STAGING COYOTE’S DREAM: AN ANTHOLOGY OF FIRST NATIONS DRAMA IN ENGLISH edited by Monique Mojica and Ric Knowles (Playwrights Canada Press), 459 pages, $40 paper. Rating: NNNN

People often forget that the best plays can be equally powerful as literature. Odds are good that you discovered Shakespeare on the page as well as the stage. These recent anthologies make good reading as well as strong playing. Collections of material not widely available, they’re also records of a number of scripts that have played and sometimes premiered in Toronto.

The second volume of Testifyin’, a collection of nine African-Canadian plays gathered by Djanet Sears, demonstrates that a sense of celebration and comedy filters through even the most serious dramas.

Lorena Gale’s Angélique covers a little-known aspect of Quebec history, while Andrew Moodie’s A Common Man’s Guide To Loving Women deals with gender politics. Naila belvett and debbie young’s yagayah blends an African folktale and the friendship of two Caribbean girls separated when one moves to Canada. George Elroy Boyd’s Consecrated Ground (to be staged by Obsidian next spring) puts a human face on Halifax’s Africville tragedy.

The gem of the book is Sears’s The Adventures Of A Black Girl In Search Of God, currently on at Harbourfront Centre and one of the best plays of the past decade. It’s also available as a single volume (Playwrights Canada Press, $16.95 paper).

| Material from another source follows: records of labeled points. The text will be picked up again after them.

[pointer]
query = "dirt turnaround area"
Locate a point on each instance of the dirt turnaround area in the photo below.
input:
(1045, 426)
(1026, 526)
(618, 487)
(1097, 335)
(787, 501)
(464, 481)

The material in Staging Coyote’s Dream is less familiar, in part because editors Monique Mojica and Ric Knowles draw on authors from the States as well as Canada. Toronto readers might recall seeing an early Tomson Highway work, the solo Aria (Highway accompanied Makka Kleist in the first production), and Mojica’s sometimes funny, sometimes moving survey of white colonization and the power of native women, Princess Pocahontas And The Blue Spots.

Among the other highlights are Job’s Wife, Or The Delivery Of Grace, a piece by Native Earth artistic director Yvette Nolan about the confrontation between a troubled Roman Catholic pregnant with her native partner’s child and an aboriginal incarnation of God, and Spiderwoman Theatre’s Reverb-ber-ber-rations.

Though Spiderwoman is a New York-based company, it’s composed of a triumvirate of sisters (Lisa Mayo, Gloria Miguel and Muriel Miguel) who’ve written, performed and directed here in Toronto.